Optimal Non-Adaptive Tolerant Junta Testing via Local Estimators
Shivam Nadimpalli, Shyamal Patel
TL;DR
The paper addresses the problem of tolerant, non-adaptive testing of k-juntas by designing a distance-estimator that distinguishes between functions ε1-close to a k-junta and ε2-far from any k-junta with high probability. Its key approach uses locally computable estimators of the mean absolute value |E[f]| based on small-radius Hamming balls, combined with flat polynomials and a hold-out noise operator to enable smoothing without adaptivity. The authors prove a tight upper bound of 2^{~O(√k log(1/(ε2−ε1)))} queries for the non-adaptive tolerant tester and complement it with a matching lower bound, establishing the first tight results for a natural tolerant Boolean-function property.
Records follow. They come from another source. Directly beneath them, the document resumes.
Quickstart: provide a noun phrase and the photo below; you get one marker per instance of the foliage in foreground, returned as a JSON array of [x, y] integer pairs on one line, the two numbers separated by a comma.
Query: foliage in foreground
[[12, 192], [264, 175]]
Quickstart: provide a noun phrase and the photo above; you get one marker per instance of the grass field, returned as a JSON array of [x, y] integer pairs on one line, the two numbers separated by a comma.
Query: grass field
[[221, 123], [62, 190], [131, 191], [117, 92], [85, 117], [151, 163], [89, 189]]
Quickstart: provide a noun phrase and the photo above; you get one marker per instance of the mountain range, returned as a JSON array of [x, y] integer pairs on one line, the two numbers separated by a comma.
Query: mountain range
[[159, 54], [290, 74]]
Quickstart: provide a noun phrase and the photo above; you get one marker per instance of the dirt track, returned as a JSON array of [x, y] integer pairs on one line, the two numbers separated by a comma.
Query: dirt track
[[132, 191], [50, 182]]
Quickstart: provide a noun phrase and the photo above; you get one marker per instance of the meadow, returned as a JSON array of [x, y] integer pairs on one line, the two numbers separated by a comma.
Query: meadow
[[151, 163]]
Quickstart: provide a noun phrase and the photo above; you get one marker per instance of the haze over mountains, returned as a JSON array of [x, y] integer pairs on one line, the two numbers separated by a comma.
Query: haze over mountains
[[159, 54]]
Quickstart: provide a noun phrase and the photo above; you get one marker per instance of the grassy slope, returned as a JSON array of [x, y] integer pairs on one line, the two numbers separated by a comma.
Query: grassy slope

The work also introduces a broadly applicable local-estimation framework, with potential implications for approximation theory and pseudorandomness in boolean function analysis.
Abstract
We give a non-adaptive algorithm that makes $2^{\tilde{O}(\sqrt{k\log(1/\varepsilon_2 - \varepsilon_1)})}$ queries to a Boolean function $f:\{\pm 1\}^n \rightarrow \{\pm 1\}$ and distinguishes between $f$ being $\varepsilon_1$-close to some $k$-junta versus $\varepsilon_2$-far from every $k$-junta. At the heart of our algorithm is a local mean estimation procedure for Boolean functions that may be of independent interest. We complement our upper bound with a matching lower bound, improving a recent lower bound obtained by Chen et al. We thus obtain the first tight bounds for a natural property of Boolean functions in the tolerant testing model.